[PATCH 6/6] nvme: ignore retries for multipath devices

Tue Oct 3 04:53:55 PDT 2017

On Tue, Oct 03, 2017 at 12:02:38PM +0200, Hannes Reinecke wrote:
> >>  	if (nvme_req(req)->status & NVME_SC_DNR)
> >>  		return false;
> >> -	if (nvme_req(req)->retries >= nvme_max_retries)
> >> +	if (nvme_req(req)->retries >= nvme_max_retries &&
> >> +	    !(req->cmd_flags & REQ_NVME_MPATH))
> >>  		return false;
> >>  	return true;
> > 
> > All failover logic is inside a nvme_req_needs_retry() conditional,
> > so this change looks completely broken - it basically disables
> > failover.
> > 
> Not in our tests.
> Without this patch we'd been seeing I/O errors during failover; with
> this patch I/O continues on the failover path.

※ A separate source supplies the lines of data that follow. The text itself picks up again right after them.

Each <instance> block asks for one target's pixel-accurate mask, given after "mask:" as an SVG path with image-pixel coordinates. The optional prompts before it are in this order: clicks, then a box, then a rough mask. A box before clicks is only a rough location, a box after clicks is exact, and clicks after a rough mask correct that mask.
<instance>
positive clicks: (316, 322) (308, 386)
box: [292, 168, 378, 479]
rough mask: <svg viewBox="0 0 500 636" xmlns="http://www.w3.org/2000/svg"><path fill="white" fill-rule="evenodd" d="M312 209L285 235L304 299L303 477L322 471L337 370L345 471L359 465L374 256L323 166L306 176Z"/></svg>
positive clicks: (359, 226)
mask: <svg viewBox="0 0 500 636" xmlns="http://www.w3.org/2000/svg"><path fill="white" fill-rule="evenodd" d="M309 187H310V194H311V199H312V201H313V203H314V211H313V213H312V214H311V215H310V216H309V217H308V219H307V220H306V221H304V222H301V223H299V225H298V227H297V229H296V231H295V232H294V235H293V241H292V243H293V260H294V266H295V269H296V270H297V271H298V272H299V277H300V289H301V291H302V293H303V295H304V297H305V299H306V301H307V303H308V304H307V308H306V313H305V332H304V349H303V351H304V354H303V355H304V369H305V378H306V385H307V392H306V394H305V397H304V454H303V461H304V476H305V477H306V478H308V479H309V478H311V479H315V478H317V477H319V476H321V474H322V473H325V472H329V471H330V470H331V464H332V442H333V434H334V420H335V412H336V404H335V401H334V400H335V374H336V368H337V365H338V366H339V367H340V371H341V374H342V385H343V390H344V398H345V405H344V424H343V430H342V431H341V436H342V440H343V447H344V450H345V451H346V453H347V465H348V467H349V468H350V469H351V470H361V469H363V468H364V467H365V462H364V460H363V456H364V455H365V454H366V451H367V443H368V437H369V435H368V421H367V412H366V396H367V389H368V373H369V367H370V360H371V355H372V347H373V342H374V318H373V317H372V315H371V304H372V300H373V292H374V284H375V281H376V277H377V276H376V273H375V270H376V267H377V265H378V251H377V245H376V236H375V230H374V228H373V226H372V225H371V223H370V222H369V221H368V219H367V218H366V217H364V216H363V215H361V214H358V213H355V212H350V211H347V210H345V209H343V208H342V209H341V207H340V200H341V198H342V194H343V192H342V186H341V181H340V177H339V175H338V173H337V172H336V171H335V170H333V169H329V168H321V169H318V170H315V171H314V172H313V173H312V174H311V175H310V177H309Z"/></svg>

http://git.infradead.org/users/hch/block.git/blob/refs/heads/nvme-mpath:/drivers/nvme/host/core.c#l208

210	if (unlikely(nvme_req(req)->status && nvme_req_needs_retry(req))) {
211		if (nvme_req_needs_failover(req)) {
212			nvme_failover_req(req);
213			return;
214		 }

The only call to nvme_failover_req is guarded by nvme_req_needs_retry,
and you change needs_retry to return true for MPATH requests that
exceed the number of retries.  I just don't see how we'd hit the
max_retries count, as each retry before should have already taken
nvme_req_needs_failover before.  What error code do you see this
with?  What kinds of device/setup?